Vie des acteurs publics
le 08/09/2023

Le port de l’abaya reste bien interdit dans les établissements scolaires : le Conseil d’Etat a rejeté le référé-liberté dirigé contre la note de service du 31 août 2023

CE, ordonnance n° 487891, 7 septembre 2023

Par une ordonnance très attendue, publiée ce jeudi 7 septembre à 18 heures (n°487891), le Conseil d’Etat a rejeté le référé-liberté introduit principalement par l’Association Action Droits des musulmans et tendant à la suspension de la décision d’interdiction de l’abaya issue d’une déclaration du 27 août 2023, d’une note de service du 31 août 2023 et d’une lettre aux parents du 31 août 2023.

Plus précisément, l’Association se prévalait de ce que cette décision était manifestement illégale et portait une atteinte grave à plusieurs libertés fondamentales, soit le droit au respect de la vie privée et familiale, la liberté de culte, le droit à l’éducation et l’intérêt supérieur de l’enfant ainsi que le principe de non-discrimination.

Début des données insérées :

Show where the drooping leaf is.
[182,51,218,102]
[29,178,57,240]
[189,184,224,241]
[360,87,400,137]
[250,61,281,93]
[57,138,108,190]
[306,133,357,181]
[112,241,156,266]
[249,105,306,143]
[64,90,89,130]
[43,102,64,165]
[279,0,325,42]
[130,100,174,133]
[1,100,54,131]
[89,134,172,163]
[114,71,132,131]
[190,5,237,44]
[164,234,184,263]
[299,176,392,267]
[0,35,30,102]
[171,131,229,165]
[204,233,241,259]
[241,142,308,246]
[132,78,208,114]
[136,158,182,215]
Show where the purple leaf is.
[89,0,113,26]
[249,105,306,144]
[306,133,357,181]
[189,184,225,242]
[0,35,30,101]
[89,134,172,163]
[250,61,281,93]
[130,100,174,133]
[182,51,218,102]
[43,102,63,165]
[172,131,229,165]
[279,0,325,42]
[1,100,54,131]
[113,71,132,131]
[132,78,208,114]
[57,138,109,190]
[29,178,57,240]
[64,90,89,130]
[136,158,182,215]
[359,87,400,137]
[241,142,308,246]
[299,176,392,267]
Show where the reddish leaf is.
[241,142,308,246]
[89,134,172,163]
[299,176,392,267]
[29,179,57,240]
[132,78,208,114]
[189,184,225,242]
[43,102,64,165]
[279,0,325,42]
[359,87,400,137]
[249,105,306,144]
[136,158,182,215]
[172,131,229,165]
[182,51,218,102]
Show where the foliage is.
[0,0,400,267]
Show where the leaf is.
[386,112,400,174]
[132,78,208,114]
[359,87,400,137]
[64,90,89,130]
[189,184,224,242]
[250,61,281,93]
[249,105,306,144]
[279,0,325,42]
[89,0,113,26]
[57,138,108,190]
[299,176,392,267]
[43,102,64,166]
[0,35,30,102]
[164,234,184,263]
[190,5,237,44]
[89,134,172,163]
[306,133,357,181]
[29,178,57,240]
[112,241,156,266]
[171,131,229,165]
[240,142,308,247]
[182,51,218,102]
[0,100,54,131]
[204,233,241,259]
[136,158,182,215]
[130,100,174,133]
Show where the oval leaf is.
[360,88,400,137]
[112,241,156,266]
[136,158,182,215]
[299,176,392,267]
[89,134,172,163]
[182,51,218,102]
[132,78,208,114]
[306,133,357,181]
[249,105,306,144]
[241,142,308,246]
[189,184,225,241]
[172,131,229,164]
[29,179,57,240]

La démonstration et l’articulation entre les différentes libertés que l’Association estimait atteintes se trouvait néanmoins délicate, dès lors qu’il est pour le moins malaisé de faire valoir, à la fois, l’incapacité pour le gouvernement de fonder cette interdiction sur les dispositions de l’article L. 141-5-1 du code de l’éducation qui prohibe dans les établissements scolaires le port de signes ou tenues par lesquels les élèves manifestent ostensiblement une appartenance religieuse, et une atteinte à la liberté de culte.

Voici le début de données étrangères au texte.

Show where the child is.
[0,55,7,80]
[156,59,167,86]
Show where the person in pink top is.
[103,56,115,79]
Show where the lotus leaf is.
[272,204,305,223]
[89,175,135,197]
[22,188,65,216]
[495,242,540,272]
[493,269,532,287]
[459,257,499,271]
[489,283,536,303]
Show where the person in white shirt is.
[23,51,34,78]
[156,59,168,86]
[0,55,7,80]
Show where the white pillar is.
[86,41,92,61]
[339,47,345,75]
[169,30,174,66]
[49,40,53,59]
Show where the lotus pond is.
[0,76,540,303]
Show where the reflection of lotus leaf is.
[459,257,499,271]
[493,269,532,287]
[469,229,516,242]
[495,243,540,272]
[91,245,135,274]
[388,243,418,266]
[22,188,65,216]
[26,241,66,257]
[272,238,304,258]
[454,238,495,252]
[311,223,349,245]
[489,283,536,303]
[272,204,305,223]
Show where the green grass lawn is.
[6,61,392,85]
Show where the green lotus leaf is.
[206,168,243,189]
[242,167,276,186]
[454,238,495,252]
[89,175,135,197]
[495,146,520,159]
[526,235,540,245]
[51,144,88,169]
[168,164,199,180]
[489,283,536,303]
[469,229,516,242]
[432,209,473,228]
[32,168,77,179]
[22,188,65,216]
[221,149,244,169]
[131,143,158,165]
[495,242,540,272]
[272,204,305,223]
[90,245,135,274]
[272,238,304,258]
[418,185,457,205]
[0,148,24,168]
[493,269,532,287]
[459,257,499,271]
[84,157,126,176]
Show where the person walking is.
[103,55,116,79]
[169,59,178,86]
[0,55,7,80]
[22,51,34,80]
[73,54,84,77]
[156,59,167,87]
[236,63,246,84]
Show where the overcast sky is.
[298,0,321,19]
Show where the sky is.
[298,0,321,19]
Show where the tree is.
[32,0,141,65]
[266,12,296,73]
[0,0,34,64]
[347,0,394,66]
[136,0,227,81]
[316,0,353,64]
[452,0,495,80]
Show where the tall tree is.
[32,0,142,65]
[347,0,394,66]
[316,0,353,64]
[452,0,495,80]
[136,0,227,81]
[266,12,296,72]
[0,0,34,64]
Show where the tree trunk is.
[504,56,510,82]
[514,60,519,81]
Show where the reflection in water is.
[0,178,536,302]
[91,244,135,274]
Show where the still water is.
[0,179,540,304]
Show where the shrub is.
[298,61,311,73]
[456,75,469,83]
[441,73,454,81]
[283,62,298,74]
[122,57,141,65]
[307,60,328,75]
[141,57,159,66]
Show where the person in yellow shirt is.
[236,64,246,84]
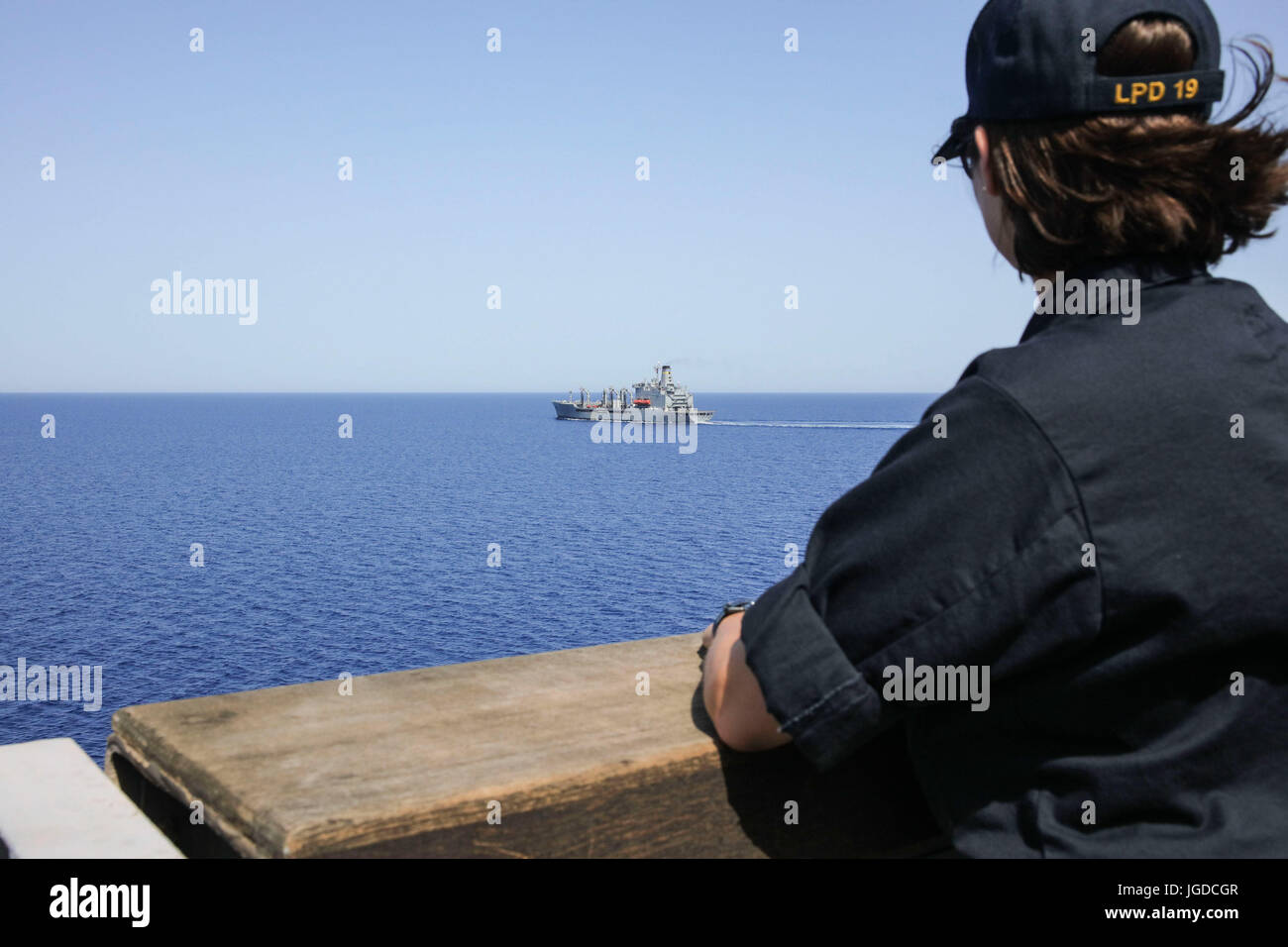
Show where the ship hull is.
[551,401,716,424]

On conviendra, en effet, qu’il est complexe de défendre qu’il ne s’agît pas d’un signe religieux tout en revendiquant le droit de le porter au nom de la liberté de culte.

En tout état de cause, il sera retenu de l’ordonnance du Conseil d’Etat de ce jeudi 7 septembre que celui-ci est venu écarter toute illégalité manifeste de la décision querellée en considérant, en ces termes, que :

« le port de ce type de vêtements [soit les abayas et le qamis], qui ne peuvent être regardés comme étant discrets, constitue une manifestation ostensible de l’appartenance religieuse des élèves concernés méconnaissant l’interdiction posée par les dispositions de l’article L. 145-5-1 du code de l’éducation ».

Pour ce faire, le juge des référés du Conseil d’Etat rappelle au préalable, au sein de sa décision, que :

« le port de ces vêtements s’accompagne en général, notamment au cours du dialogue engagé, en application des dispositions législatives précitées, avec les élèves faisant le choix de les porter, d’un discours mettant en avant des motifs liés à la pratique religieuse ».

Par ailleurs, si, pour certains, l’abaya et le qamis ne peuvent être considérés comme des vêtements proprement religieux, il sera observé que la Haute juridiction a pris soin de souligner que « le choix de ces tenues vestimentaires s’inscrit dans une logique d’affirmation religieuse », ainsi que cela ressort notamment des propos tenus au cours des dialogues engagés avec les élèves.

Il sera encore noté que le Conseil d’Etat a entendu se prononcer sur l’absence d’illégalité manifeste de la décision contestée, en exprimant une position parfaitement claire sur sa légalité en l’état actuel du droit, au regard notamment des dispositions du code de l’éducation.

Dès lors, il est permis de gager qu’un recours pour excès de pouvoir dirigé contre la décision contestée, ou l’invocation d’une exception d’illégalité à l’occasion d’un recours introduit contre une mesure disciplinaire prise en application de cette décision, ne rencontreraient pas plus de succès auprès du juge administratif.

De plus, si à l’occasion d’un tel contentieux, une question prioritaire de constitutionnalité était soulevée à l’encontre des dispositions de l’article L. 145-5-1 du code de l’éducation – comme semblent le suggérer certains responsables politiques –, son aboutissement nous semble également compromis.

Il est constant, en effet, que la Cour européenne des droits de l’homme (CEDH) a déjà reconnu la conventionnalité de ces dispositions légales dans un arrêt Ghazal c. France du 30 juin 2009 (n° 29134/08), de sorte que l’on envisage difficilement une prise de position inverse du Conseil Constitutionnel.

Reste que la détermination de l’Association, de certains députés et de plusieurs élèves porteurs de ce type de vêtements augure néanmoins des suites contentieuses largement probables.